If you’ve ever wondered what the White Witch herself is listening to, check out her playlist of favorites below.

1. “Witchy Woman” (the Eagles)

Nicks’ love for the Eagles is well-documented. She and Don Henley would become close friends and even enter into a short-lived relationship. All of this considered, it makes sense that the first song that Nicks would choose would come from the West Coast rockers.

“The Eagles were famous before Lindsey and I moved to Los Angeles,” Nicks said while introducing the song. “We drove to L.A., and I remember listening to that song, thinking what a great song it was, and of course, I’m sure as all women my age did at that point, we were all hoping that we would actually be the witchy woman.”

2. “Running Up That Hill (A Deal With God)” (Kate Bush)

Nicks was ahead of the Kate Bush curve, having dubbed “Running Up That Hill (A Deal With God)” as one of her favorite songs back in 2011 – well before its Stranger Things resurgence. “‘Running Up That Hill’ was one of those songs that, when I first heard it, I went, ‘Oh I wanna record that song someday,'” she said of Bush. “Every once in a while, we do it, but you finally smarten up and go, ‘I can’t really do that song better than Kate Bush did, so I’m not gonna do it.'”

3. “Same Old Lang Syne” (Dan Fogelberg)

Dan Fogelberg wrote this song after bumping into an old girlfriend on Christmas Eve. The two shared a six-pack of beer and reminisced for a few hours before parting ways again. Fogelberg sings We drank a toast to innocence / We drank a toast to now / And tried to reach beyond the emptiness / But neither one knew how.

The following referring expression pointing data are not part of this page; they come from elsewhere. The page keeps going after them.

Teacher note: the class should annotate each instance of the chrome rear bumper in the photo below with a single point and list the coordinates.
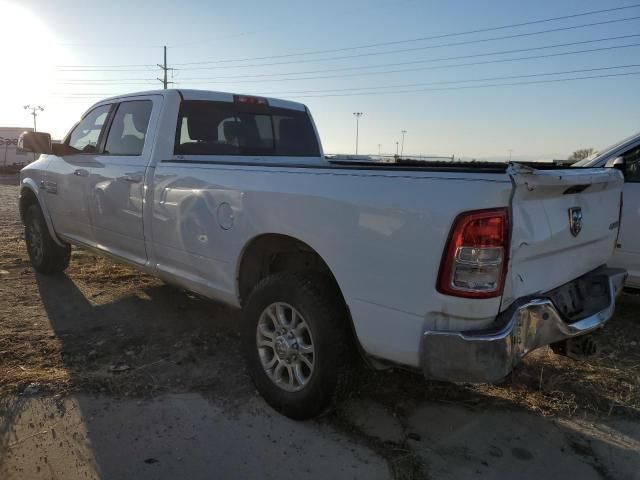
(487, 356)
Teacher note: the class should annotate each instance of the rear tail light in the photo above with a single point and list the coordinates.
(475, 257)
(250, 100)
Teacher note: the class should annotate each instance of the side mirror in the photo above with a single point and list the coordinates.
(617, 162)
(35, 142)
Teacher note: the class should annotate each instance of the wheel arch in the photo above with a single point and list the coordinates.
(269, 253)
(30, 195)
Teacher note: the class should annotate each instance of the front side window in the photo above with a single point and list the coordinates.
(84, 138)
(632, 165)
(222, 128)
(129, 128)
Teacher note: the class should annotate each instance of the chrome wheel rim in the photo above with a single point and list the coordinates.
(34, 241)
(285, 347)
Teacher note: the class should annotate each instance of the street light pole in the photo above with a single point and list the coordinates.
(357, 115)
(34, 111)
(402, 149)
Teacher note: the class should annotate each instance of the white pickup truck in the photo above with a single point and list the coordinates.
(457, 270)
(625, 156)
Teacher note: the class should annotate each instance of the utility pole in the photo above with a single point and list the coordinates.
(165, 69)
(34, 109)
(357, 115)
(402, 149)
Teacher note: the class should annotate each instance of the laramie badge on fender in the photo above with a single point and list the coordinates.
(575, 220)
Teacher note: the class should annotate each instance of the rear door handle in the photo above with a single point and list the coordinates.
(132, 178)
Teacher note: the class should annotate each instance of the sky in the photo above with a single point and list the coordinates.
(454, 94)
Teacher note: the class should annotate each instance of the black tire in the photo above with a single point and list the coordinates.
(45, 254)
(316, 299)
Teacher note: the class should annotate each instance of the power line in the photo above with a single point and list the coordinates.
(448, 82)
(127, 67)
(466, 87)
(433, 37)
(241, 79)
(404, 50)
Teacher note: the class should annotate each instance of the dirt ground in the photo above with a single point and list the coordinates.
(108, 373)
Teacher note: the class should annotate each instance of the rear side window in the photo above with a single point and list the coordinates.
(85, 136)
(129, 128)
(632, 165)
(223, 128)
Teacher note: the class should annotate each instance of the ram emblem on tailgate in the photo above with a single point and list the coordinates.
(575, 220)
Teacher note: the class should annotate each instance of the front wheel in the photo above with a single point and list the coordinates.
(296, 342)
(45, 254)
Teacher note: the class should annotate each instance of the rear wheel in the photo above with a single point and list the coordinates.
(296, 342)
(45, 254)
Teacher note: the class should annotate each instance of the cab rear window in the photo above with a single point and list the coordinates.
(224, 128)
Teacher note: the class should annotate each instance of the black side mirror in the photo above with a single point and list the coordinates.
(35, 142)
(617, 162)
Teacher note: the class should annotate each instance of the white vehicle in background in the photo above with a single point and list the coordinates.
(456, 270)
(625, 156)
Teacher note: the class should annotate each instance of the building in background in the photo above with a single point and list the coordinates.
(10, 158)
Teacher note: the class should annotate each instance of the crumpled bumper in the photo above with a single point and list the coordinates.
(487, 356)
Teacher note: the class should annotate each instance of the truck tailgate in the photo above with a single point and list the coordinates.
(564, 224)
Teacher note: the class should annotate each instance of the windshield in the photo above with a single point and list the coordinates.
(595, 158)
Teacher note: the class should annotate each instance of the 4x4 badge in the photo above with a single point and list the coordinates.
(575, 220)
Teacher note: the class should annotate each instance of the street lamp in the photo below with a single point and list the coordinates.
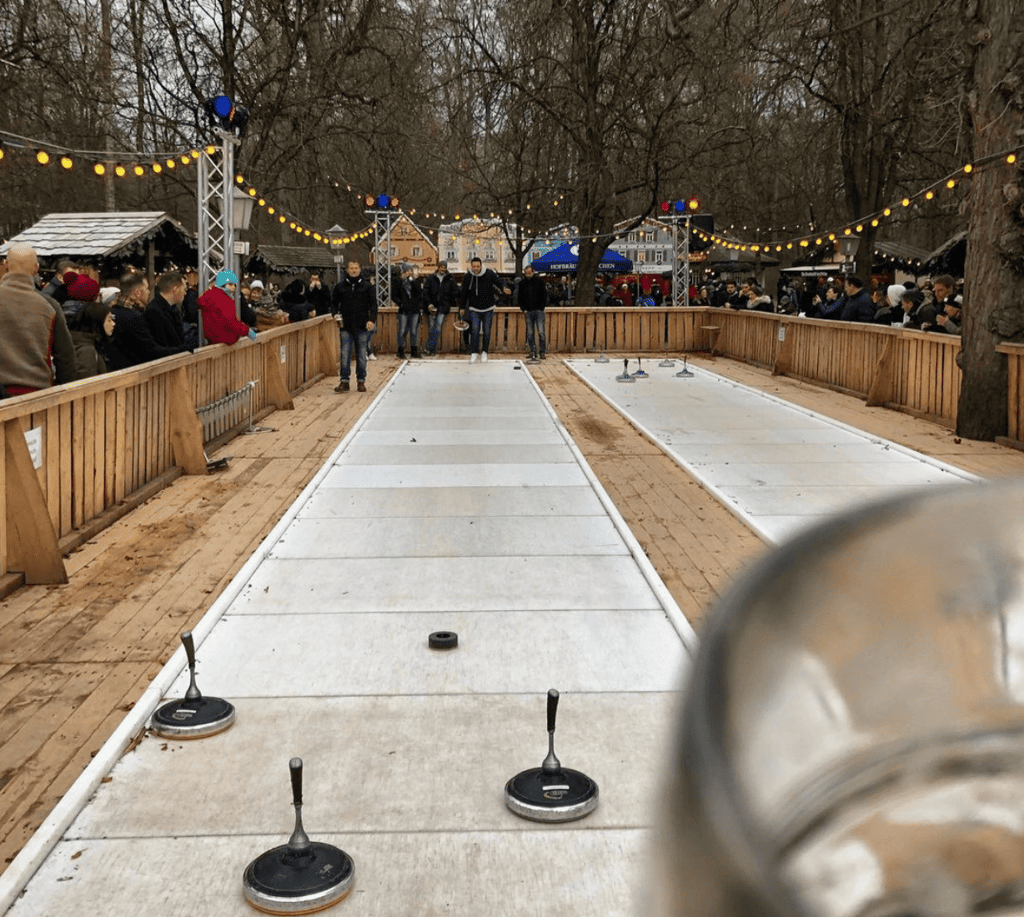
(848, 246)
(242, 211)
(335, 235)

The track appears on Fogelberg’s album The Innocent Age, released in 1981. Elsewhere on the same album is Fogelberg’s signature “Leader of the Band.”

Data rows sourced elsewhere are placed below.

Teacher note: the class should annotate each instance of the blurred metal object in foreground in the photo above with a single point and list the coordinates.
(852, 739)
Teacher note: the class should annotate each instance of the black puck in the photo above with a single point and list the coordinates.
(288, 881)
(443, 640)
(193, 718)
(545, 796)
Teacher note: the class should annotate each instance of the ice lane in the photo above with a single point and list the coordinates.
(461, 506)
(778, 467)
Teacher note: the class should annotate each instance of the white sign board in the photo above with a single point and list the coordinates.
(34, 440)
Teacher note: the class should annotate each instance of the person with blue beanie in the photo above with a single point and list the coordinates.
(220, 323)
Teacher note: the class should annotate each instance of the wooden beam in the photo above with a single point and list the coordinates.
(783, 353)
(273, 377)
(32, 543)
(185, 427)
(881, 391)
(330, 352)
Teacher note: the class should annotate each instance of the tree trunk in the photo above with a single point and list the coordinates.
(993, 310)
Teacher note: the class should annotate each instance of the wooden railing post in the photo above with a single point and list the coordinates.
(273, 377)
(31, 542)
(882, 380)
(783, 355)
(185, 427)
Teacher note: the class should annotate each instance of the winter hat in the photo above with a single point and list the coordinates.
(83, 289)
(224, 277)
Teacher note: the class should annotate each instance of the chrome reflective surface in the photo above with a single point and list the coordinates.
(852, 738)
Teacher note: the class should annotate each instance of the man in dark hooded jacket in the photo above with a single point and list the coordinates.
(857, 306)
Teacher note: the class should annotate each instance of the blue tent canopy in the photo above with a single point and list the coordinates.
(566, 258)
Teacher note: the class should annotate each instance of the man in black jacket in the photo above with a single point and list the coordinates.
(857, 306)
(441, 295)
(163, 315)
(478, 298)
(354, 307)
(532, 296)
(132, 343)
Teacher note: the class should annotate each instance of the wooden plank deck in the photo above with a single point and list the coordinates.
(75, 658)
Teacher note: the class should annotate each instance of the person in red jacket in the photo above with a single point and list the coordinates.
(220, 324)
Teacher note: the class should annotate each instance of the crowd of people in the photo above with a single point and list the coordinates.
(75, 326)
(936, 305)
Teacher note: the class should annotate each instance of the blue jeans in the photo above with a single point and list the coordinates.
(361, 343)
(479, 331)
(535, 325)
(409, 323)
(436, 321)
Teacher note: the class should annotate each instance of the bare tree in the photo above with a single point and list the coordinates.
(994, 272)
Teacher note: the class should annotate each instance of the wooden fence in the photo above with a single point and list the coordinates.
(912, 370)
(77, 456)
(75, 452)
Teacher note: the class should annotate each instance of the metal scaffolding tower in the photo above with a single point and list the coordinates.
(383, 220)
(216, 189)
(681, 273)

4. “Somebody’s Baby” (Jackson Browne)

“Somebody’s Baby” was penned by Jackson Browne and Danny Kortchmar for the 1982 film Fast Times at Ridgemont High. The track is Browne’s last top 10 hit to date. Nicks has also said in the past that “That Girl Could Sing” by Browne is another favorite of hers. “I always wanted to think that, even though I didn’t know Jackson Browne at that point, that he wrote that about me because, ‘Oh, I’m such a cool presence,'” she once said.

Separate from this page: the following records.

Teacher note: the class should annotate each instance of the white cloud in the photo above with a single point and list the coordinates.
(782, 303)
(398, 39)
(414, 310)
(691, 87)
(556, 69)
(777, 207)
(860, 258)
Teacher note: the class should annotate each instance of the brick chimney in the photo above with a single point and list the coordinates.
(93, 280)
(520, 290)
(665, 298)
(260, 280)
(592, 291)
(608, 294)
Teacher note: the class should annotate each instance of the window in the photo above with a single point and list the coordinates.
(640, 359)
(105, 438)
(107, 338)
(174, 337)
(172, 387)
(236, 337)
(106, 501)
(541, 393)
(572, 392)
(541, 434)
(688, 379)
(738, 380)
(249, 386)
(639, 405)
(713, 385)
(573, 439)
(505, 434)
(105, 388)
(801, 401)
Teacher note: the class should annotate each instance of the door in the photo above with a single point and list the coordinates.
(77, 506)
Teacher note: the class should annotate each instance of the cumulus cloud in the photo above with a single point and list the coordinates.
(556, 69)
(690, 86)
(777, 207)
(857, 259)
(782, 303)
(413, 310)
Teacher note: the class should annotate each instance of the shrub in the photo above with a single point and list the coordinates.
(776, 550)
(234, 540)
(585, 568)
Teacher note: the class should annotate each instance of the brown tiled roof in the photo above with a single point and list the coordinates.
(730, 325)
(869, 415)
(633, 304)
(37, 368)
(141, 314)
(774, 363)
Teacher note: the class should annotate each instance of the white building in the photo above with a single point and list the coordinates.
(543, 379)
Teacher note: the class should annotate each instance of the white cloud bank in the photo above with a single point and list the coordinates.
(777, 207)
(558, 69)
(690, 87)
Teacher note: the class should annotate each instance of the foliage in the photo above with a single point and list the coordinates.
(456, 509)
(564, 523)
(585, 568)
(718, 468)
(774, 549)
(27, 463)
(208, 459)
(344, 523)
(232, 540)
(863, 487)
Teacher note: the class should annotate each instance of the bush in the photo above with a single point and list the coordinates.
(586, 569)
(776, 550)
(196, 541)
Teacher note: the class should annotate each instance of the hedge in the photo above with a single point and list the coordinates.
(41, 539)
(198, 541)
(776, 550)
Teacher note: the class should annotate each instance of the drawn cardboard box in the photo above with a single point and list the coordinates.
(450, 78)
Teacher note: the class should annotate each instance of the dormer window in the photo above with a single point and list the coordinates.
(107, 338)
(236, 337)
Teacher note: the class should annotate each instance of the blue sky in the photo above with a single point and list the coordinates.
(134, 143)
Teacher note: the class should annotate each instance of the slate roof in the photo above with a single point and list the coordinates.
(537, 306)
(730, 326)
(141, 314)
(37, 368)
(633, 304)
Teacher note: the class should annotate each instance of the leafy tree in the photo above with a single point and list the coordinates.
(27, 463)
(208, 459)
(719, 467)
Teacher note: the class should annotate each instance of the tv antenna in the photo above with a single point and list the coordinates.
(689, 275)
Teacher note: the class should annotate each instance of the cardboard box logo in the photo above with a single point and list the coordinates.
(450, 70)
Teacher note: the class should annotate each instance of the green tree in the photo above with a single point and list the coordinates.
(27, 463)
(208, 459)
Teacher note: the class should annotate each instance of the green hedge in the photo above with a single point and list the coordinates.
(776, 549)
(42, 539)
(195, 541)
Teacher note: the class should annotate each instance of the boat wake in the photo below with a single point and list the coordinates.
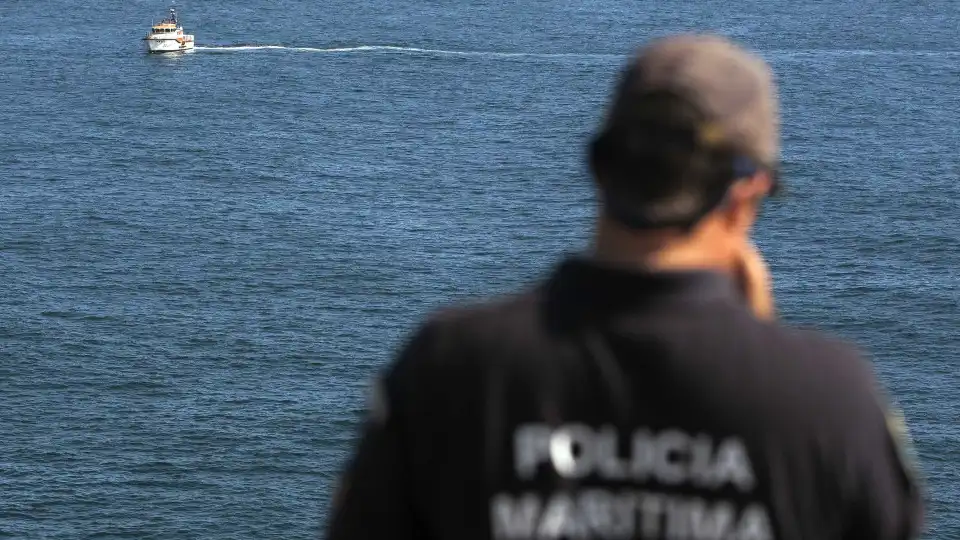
(397, 49)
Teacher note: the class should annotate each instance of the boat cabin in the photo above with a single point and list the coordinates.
(164, 28)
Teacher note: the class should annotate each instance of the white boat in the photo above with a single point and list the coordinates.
(168, 36)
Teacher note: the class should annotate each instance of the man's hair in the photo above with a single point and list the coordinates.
(654, 157)
(690, 115)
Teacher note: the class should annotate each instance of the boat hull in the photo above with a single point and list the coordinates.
(153, 45)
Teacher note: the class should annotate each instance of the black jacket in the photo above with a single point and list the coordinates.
(615, 404)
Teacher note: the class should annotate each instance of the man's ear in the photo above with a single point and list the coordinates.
(743, 200)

5. “Don’t Come Around Here No More” (Tom Petty and the Heartbreakers)

Nicks’ love for Tom Petty is also well-documented. The singer has long admitted that she toyed around with the idea of leaving Fleetwood Mac to become a Heartbreaker. Though she has cited a number of Petty songs as favorites, her choice for this particular playlist was “Don’t Come Around Here No More.”

“Don’t Come Around Here No More” appears on Petty’s 1985 album Southern Accents. Upon its release, the track was seen as radical music evolution. “I wanted to make a single that sounded like nothing anybody had ever done,” Petty once said.

6. “Cry Me a River” (Justin Timberlake)

As a testament to the wide breadths of Nicks’ musical taste, she included Justin Timberlake’s solo hit “Cry Me a River” in her favorites playlist. Even the reining Queen of Rock is not immune to Timberlake’s charms, it seems.

“Cry Me a River” was the second single from Timberlake’s debut solo album, Justified. The lyrics are said to have been inspired by the former boy bander’s relationship with Britney Spears. You were my sun, you were my earth / But you didn’t know all the ways I loved you, no / So you took a chance and made other plans, he sings.